Is there anything noticeable about those directors on Enterprise who have had an acting background, including those directors who have acted on other versions of Star Trek ?

CONNOR TRINNEER:

I think every director should have to act at least once. Yeah, absolutely. There is a language that we all understand as actors in terms of activating a scene or the nuances that you have. Some directors who have never had any sort of acting training tend not to have the vocabulary that actors do in relating to one another. So in terms of the face-to-face conversations we might be having about how to tweak something, yeah, it's infinitely easier to talk to a director who has acted. It doesn't necessarily make the rest of it good - directing is a talent unto itself.

STM:

Do you want to direct?

CONNOR TRINNEER:

I'd like to have that tool in my toolbox when I get out of here. I'm actually in a directing tutorial program. I'd love to have the opportunity to direct an episode or two before we get out of here.
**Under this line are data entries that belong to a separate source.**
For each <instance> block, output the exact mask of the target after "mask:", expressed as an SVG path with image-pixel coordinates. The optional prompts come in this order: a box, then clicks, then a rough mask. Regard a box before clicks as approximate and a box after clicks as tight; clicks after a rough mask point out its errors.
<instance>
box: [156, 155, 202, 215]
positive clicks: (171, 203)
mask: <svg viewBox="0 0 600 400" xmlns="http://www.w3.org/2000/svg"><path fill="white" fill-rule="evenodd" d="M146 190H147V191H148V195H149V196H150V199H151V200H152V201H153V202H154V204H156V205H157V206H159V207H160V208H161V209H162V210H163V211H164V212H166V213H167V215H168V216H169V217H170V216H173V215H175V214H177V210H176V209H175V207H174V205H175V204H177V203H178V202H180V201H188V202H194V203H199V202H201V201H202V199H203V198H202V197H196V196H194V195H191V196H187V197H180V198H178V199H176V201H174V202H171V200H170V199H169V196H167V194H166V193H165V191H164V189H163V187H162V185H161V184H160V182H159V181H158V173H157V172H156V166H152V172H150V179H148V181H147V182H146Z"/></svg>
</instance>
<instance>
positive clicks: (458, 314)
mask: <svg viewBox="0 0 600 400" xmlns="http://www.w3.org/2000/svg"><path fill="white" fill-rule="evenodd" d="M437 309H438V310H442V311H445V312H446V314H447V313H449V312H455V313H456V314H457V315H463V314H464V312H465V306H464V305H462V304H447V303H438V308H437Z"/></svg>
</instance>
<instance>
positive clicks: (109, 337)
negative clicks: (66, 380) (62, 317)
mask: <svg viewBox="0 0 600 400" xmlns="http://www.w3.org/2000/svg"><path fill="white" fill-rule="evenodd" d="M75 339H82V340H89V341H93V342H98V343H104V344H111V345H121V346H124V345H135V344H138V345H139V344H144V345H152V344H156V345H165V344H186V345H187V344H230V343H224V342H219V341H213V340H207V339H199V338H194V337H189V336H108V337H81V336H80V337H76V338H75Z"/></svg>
I'd be a good director - I could talk to actors, at least [laughs].

STM:

Do you interact with the other departments on Enterprise ?

CONNOR TRINNEER:

Oh yeah, its constant. I go to the art department to say 'hi' and see what they're doing, and they come down to see what we're doing. You go up to the make-up lab to see what's going on there. I think that's important - you can't just come to work, do your thing and leave. If you're going to be around, it is a part of your life, so make it a part of your life. That's the way I look at it. There's always a wardrobe person attached to you, and make -up and hair - it's all integral.

STM:

How do you feel about your work on Enterprise to date?

CONNOR TRINNEER:

I like doing this and I'm excited about doing this. I've got a good job, so it doesn't wear thin. I feel great pride and good fortune in having the opportunity to do this. I have a wonderful part. I think that they hear my voice in writing the part, so I feel privileged to be on this show and I work my ass off and will continue to do that to make [Enterprise] as good as I possibly can. I've enjoyed every minute of it, and I anticipate several more minutes [laughs].